Demand has increased significantly in the “for rent” multifamily arena, according to Pierre Cowart, senior vice president of Leopardo Companies, Inc. “For sale” multifamily is also gaining momentum, as Leopardo is commencing work on a 24-story, high-end condominium building in the next two months.
The 35-unit luxury condominium development, known as 4 East Elm, by Convexity Properties, LLC, the real estate and management arm of DRW Real Estate Investments, is located at the northeast corner of Elm and State in Chicago’s Gold Coast neighborhood. Designed by Solomon Cordwell Buenz, the 201,700-square-foot building will officially break ground later this year and has a scheduled completion date in spring 2016.

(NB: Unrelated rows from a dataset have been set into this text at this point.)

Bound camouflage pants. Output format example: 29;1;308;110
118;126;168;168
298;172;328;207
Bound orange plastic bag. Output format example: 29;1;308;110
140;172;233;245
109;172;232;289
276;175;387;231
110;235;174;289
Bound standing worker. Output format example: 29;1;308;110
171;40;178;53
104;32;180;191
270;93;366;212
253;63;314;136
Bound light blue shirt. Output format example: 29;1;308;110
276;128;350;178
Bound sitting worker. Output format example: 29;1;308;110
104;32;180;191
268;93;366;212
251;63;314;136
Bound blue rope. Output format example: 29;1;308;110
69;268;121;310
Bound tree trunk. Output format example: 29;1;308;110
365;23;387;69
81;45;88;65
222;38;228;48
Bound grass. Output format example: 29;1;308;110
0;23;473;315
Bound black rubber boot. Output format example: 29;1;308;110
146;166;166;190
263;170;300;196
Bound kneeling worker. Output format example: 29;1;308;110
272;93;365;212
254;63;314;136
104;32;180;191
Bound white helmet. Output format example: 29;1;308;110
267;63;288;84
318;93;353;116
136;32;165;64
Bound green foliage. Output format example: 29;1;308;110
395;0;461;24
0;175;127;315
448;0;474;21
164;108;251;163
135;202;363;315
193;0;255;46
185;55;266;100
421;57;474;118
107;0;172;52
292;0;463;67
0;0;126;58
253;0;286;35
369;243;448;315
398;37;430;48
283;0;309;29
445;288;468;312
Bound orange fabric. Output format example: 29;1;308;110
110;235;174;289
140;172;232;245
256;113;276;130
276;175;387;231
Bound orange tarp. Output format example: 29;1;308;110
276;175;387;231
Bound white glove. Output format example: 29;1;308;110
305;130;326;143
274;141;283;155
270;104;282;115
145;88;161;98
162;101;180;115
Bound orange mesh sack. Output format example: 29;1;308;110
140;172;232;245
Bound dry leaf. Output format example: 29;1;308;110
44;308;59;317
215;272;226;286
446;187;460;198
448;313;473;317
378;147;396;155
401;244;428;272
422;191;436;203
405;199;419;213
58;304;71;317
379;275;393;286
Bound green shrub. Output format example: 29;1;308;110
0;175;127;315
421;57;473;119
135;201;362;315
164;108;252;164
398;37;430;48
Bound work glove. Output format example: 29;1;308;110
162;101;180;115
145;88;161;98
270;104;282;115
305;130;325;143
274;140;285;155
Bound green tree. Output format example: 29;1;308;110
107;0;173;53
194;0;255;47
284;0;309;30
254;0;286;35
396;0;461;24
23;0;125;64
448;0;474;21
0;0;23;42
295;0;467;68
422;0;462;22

“We are also seeing increased construction activity in industrial/office, which is aligned with improved vacancy trends and positive absorption over the last 24 months,” Cowart said. “Urban grocery-anchored retail has been strong in the Chicago area, and Leopardo has completed several projects in this space, with more on the horizon. The underlying economic fundamentals with employment gains, and very low interest rates, have been a positive for the industry.”
Ravenswood Station is one of the urban grocery-anchored retail projects recently built by Leopardo. Ravenswood is a 240,000 square foot retail center anchored by Mariano’s Fresh Market, located at 1800 West Lawrence. Adaptive re-use projects in urban locations are hot right now, Cowart said, and healthcare remains strong.

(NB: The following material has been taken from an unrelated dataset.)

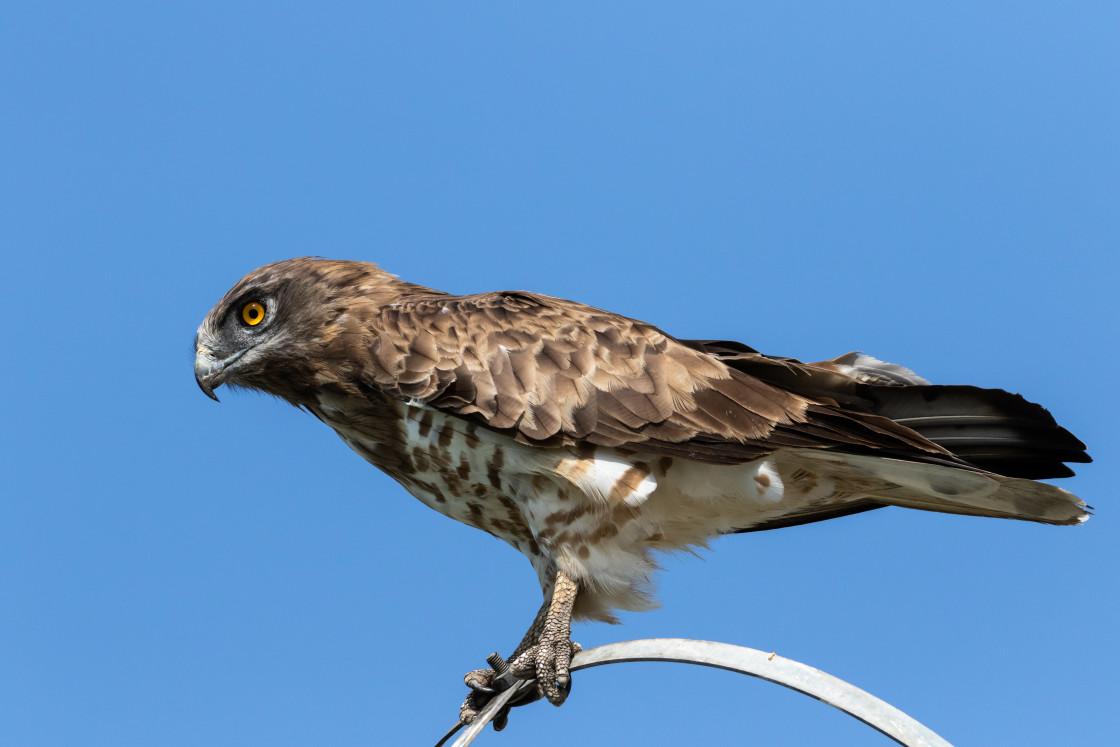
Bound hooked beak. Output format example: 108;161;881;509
194;346;247;402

“Most key submarkets have stabilized and enjoy far more year-over-year opportunities today, with the possible exception of public sector niches, like public safety or school work, where larger project work is still slow. Higher education will be very strong for the foreseeable future.”

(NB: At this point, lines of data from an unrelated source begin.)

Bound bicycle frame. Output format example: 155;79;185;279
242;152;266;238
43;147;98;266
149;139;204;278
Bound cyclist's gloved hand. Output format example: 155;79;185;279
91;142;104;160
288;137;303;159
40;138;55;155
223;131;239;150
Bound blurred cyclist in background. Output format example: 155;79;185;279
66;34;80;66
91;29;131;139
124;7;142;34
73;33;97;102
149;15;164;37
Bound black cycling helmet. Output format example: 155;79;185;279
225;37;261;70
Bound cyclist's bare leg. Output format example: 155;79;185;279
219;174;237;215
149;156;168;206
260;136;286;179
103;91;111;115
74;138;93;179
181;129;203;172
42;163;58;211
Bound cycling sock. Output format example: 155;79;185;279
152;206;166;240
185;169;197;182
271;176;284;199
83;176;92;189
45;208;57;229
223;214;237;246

As far as speculative construction goes, Cowart says Leopardo is seeing it primarily in the industrial sector, with larger projects in low vacancy submarkets starting to pencil out again.
He added, “You still won’t see much speculative office construction in Chicagoland in the near future, especially in the suburbs.”
Construction financing fundamentals remain the same with lenders demanding strong credit, strong tenancy and good sponsors, according to Cowart. However, terms and loan-to-value ratios are improving for projects possessing those attributes.